After returning from the state fair, I’m not sure if I should pop into a Catholic Church and make a confession or create an online account for Weight Watchers.
We came. We saw. We ate.
Oh, did we eat. Fried things, deep fried things and deep, deep fried things.
They were delicious, every grease-soaked bite.
Summer isn’t summer without an elephant ear — deep fried dough coated with sugar. Not even the name stops me, and it should. If you are what you eat, do I really want to eat something with elephant as part of its name?
Apparently, I do. (She says, licking her greasy sugar-coated fingers.)
We passed sandwiches made of shredded turkey stuffed between two donuts, and it struck me that cardiologists should set up booths interspersed among the food stands. How would they get people to stop at their booths, you ask? Offer free fair food.
We tried practicing some modicum of moderation, splitting food items instead of going whole hog (no offense to the Pork Tent).
When I hesitated at a soft pretzel with cheese dip you could grease axles with, someone in our group goaded me, saying, “It’s only one day out of the year.” True, but that’s also what they tell you before wheeling you away for heart surgery. “It’s only one day out of the year.” Then they start the IV and everything fades to black.
In defense of fair food and balanced diets, there were vendors offering vegetables — peppers and onions on the Philly cheesesteak sandwiches and roasted ears of corn-corn that drips with butter. As a matter of fact, it was more like butter with corn as an afterthought.
You could also find fruit: apples coated with thick caramel and nuts.
Of course, we did more than eat. We toured the agricultural building with award-winning zucchinis, tomatoes, cabbage and pumpkins (all of which would be tasty deep fried.)
We also toured the animal barns, viewing the world’s largest sow and boar (even though every neighboring state also claim to have the world’s largest sow and boar), and got a whiff of cows and chickens.
Then we went back outside, and everything we’d seen inside was available outside, except slathered in barbecue and with a side of fries.

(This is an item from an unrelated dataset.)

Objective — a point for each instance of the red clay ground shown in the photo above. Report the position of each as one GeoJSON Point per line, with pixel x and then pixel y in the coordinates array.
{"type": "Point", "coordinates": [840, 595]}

One of the grands lamented that she had never had cotton candy, as her mother told her it comes with cockroaches. Her mother had cotton candy when she was 4 and it did have a cockroach in it, which I grabbed and threw to the ground. I bought a cotton candy and thoroughly inspected it. The girl pulled some off, stuffed it in her mouth, closed her eyes and floated toward the heavens.
She made it last three delicious hours and even had some left to take home.
The State Fair is a summer ritual of sights, sounds and tastes we will carry with us for months to come — in our minds, on our hips, midsections and who knows where else.
And now, we are back to reality — and spinach salads.